Here we will informally propose the semantics of the additional functions
`input_conversion` and `output_conversion` introduced.

```python
+----------+ +--------+ +--------+ +----------+ +--------+ +--------+
|init_value| |input[0]| |input[1]| |init_value| |input[2]| |input[3]|
+----------+ +--------+ +--------+ +----------+ +--------+ +--------+
| | | | | |
+----------+ +--------+ +--------+ +----------+ +--------+ +--------+
|input | |input | |input | |input | |input | |input |
|convert | |convert | |convert | |convert | |convert | |convert |
+----------+ +--------+ +--------+ +----------+ +--------+ +--------+
\ / / \ / /
+-------+ / +-------+ /
|compute| / |compute| /
+-------+ / +-------+ /
\ / \ /
+-------+ +-------+
|compute| |compute|
+-------+ +-------+
\___________ ___________/
\ /
+-------+
|compute|
+-------+
|
+-------+
|output |
|convert|
+-------+
```

### Tradeoffs

* (+) Enables programmers to program at (almost) baremetal. If the hardware
can support reduction computation in wider type (e.g. in the SIMD
instruction set, we typically do widening/compute/narrowing within the
kernel to save the memory bandwidth), the programmer can explicitly request
for that.
* (-) The disadvantage of this representation is that the syntax is more
verbose and requires significant changes to the specification.
* (-) The extra input/output conversion blocks are surplus information. The
intent of conversion blocks is to capture the accumulation type needed to
compute the accumulative operation on. The specification would benefit if the
intent can be expressed succinctly.

### Introduce accumulation type attribute

Instead of using additional input and output conversion blocks, use a type
attribute `accumulation type` to capture the accumulation type.
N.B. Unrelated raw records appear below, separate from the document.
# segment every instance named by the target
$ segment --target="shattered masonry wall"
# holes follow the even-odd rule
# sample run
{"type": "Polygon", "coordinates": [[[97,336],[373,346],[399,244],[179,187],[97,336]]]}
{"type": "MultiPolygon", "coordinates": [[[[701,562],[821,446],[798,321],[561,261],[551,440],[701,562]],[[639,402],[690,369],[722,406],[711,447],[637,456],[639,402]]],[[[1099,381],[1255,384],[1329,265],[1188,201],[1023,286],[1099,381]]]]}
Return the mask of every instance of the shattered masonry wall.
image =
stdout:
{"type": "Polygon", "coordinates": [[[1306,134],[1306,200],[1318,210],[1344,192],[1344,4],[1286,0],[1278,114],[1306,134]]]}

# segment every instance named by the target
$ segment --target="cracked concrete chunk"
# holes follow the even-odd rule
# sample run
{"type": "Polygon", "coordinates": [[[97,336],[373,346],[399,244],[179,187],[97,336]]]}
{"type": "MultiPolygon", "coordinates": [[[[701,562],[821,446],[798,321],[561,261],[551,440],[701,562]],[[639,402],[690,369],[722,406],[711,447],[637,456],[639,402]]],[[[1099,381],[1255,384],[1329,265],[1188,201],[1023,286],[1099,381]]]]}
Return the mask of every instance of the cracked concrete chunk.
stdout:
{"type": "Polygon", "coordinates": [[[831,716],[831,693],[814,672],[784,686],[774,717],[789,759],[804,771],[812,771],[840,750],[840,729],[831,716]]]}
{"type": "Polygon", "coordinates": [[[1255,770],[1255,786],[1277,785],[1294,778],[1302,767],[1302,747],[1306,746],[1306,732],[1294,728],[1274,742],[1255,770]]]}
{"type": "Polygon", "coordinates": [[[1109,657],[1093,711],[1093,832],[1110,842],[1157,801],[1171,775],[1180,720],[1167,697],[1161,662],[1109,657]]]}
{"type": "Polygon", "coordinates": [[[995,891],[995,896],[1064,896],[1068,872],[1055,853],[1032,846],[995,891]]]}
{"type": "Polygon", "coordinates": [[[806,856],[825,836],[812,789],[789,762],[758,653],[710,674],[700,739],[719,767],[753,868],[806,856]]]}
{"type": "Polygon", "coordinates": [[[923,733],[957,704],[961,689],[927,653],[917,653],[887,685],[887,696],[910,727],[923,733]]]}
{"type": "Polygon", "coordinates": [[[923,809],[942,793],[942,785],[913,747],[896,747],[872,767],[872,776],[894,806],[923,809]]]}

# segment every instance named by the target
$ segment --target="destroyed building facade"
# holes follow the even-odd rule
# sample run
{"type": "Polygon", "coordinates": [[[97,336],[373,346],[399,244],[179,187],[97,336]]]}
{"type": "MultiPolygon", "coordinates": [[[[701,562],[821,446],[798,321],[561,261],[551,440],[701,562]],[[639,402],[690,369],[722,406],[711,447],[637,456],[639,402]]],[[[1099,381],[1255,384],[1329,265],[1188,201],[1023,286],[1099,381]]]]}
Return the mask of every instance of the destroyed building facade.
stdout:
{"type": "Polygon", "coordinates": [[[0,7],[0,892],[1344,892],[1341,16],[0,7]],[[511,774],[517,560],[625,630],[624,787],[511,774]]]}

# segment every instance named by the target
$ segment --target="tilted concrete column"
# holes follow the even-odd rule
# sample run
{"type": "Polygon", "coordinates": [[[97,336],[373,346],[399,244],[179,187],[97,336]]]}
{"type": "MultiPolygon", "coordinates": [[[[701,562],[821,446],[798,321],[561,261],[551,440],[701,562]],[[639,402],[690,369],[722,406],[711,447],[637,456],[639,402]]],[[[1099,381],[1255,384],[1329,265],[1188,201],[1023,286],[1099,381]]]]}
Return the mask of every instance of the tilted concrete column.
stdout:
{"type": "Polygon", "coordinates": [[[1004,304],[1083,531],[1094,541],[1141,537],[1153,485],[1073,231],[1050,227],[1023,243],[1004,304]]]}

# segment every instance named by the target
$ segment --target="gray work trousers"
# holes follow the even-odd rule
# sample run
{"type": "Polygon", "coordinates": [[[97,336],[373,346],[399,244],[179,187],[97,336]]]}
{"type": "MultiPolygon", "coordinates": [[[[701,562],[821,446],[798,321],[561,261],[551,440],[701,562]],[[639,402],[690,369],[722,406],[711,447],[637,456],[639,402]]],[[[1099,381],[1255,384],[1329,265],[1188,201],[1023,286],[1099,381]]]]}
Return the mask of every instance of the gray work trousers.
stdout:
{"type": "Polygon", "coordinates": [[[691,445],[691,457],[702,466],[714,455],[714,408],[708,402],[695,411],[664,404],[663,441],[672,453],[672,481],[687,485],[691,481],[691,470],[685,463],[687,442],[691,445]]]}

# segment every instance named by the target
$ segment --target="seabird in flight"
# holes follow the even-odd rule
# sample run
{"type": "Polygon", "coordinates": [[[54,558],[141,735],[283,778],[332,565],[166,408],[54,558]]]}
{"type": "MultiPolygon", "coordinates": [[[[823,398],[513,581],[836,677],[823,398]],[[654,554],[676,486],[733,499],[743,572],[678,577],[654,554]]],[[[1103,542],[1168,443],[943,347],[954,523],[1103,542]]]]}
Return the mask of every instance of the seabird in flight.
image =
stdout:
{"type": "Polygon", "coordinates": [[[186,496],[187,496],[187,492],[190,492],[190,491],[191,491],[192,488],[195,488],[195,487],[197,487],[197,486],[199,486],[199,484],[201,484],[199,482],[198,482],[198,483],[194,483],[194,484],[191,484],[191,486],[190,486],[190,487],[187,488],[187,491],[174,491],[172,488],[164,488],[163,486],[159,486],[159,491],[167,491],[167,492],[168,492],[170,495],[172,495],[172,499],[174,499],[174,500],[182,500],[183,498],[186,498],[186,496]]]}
As an example,

```mlir
%0 = stablehlo.reduce(%arg0 init: %arg1) across dimensions = [0] {
accumulation_type = tensor<!quant.uniform<i32:f32, 3.400000e+01:16>>
} : (tensor<16x!quant.uniform<i8:f32, 3.400000e+01:16>>, tensor<!quant.uniform<i8:f32, 3.400000e+01:16>>) -> tensor<!quant.uniform<i8:f32, 3.400000e+01:16>>
reducer(%arg2: tensor<!quant.uniform<i32:f32, 3.400000e+01:16>>, %arg3: tensor<!quant.uniform<i32:f32, 3.400000e+01:16>>) {
%1 = stablehlo.add %arg2, %arg3 : tensor<!quant.uniform<i32:f32, 3.400000e+01:16>>
stablehlo.return %1 : tensor<!quant.uniform<i32:f32, 3.400000e+01:16>>
}
// using tablegen specification like
// OptionalAttr<TypeAttrOf<HLO_Tensor>>:$accumulation_type
```

Note that the main difference between this option and the previous option is
that the input and output conversion blocks are no longer used and their intent
is specified via the `accumulation_type` attribute. However, the reducer block
needs to express the computation in accumulation type only.

This options is discarded because, for reduce op, the additional attribute seems
redundant and can be inferred based on the differences in element type of
operand and reduction block arguments (as described in the current proposal).